The clarity that the two judges of the Delhi High Court displayed in writing the above sentence is very commendable. This judgment will be remembered for a long time to come as a very significant step in bringing in "transparency and accountability of political parties in this country."
The judgment, actually two separate judgments delivered by the same Bench, on the same day, one about the Congress Party and the other about the Janata Party, are about "the interpretation of Section 13A of the Act and in particular the expression 'income from voluntary contributions received' found therein."
Section 13A of the Income Tax Act (I-T Act) is titled Special provision relating to incomes of political parties. Introduced with effect from 1 April 1979, it grants 100% exemption from income tax for incomes of political parties.
Common Cause, a civil society organisation, filed a PIL in the Supreme Court in 1995 claiming that political parties were openly flouting laws under the garb of Section 13A of the IT Act. The judgment in that PIL, which came to be known as Common Cause vs Union of India (1996), the Supreme Court held that Income Tax authorities had been remiss in invoking the statutory provisions against the defaulting political parties. It also directed "The Ministry of Finance, Department of Revenue . to have an investigation/inquiry conducted against each defaulting political party and initiate necessary action in accordance with law including penal action under Section 276CC of the Act."
Whether the origins of these two cases can be attributed to the Common Cause case or not isn't a matter relevant here. But the facts, as recorded in the two judgments, are that the origins of these cases lie in notices issued to the Congress on 20 September 1995, and to the Janata Party on 21 September 1995, asking them to file their income tax returns for the Assessment Year 1995-96. Both cases then meandered and the respective Assessment Officers (AOs) passed their orders on 21 March 1997 for the Congress, and on 31 March 1998 for the Janata Party.
Appeals were filed to the Commissioner of Income Tax (Appeals) in both cases, and were rejected in July 1998 for the Congress, and in February 2000 for the Janata Party. Both parties then filed appeals to the Income Tax Appellate Tribunal (ITAT). The ITAT upheld the appeals in April 2001 for the Congress, and in November 2001 for the Janata Party.
The Income Tax Department then filed appeals in the High Court in January 2002 and January 2004 respectively for the Congress and for the Janata Party.

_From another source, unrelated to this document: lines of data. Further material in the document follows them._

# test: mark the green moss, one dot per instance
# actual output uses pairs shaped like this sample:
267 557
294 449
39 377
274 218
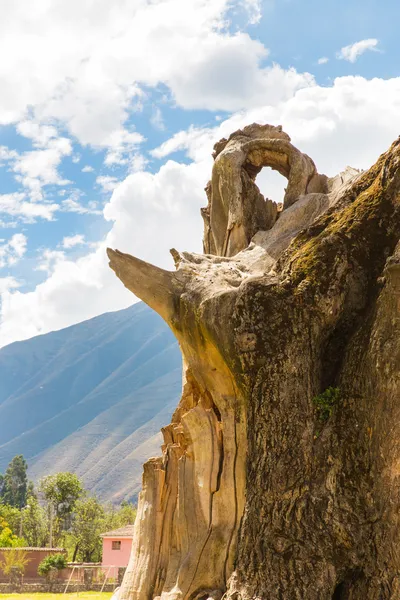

The main judgment opens with a reference to a celebrated case, Kanwar Lal Gupta vs Amar Nath Chawla (1975), saying that the Supreme Court had observed "the distortion that large contributions of money made to political parties and candidates could bring about to the electoral process . more than four decades ago."
The 71-page judgment goes into the nitty-gritty of the current case, pinpointing exactly how shelter has been taken behind utterly irrelevant and baseless arguments, and almost maliciously behind the seemingly deliberately left ambiguities in law. The "Summary of conclusions" itself runs into 17 points!
Just for the record, the judgments hold that the Congress and the Janata Party are required to pay income tax on Rs 25.12 crores and Rs 1.23 crores respectively.
What is more important is what the judgment says about the state of political finance in India and what needs to be done about it.
In addition to the Kanwar Lal Gupta vs Amar Nath Chawla (1975) and the Common Cause vs Union of India (1996) cases that have been mentioned earlier, the judgment also refers to the Guidelines on Transparency and Accountability in Party Funds and Election Expenditure issued by the Election Commission of India on 29 August 2014, and 255th Report of the Law Commission of India on Electoral Reforms. It also draws attention to the recent judgment of the Supreme Court in the Ashok Chavan case which refers to the use of unaccounted money in the electoral process.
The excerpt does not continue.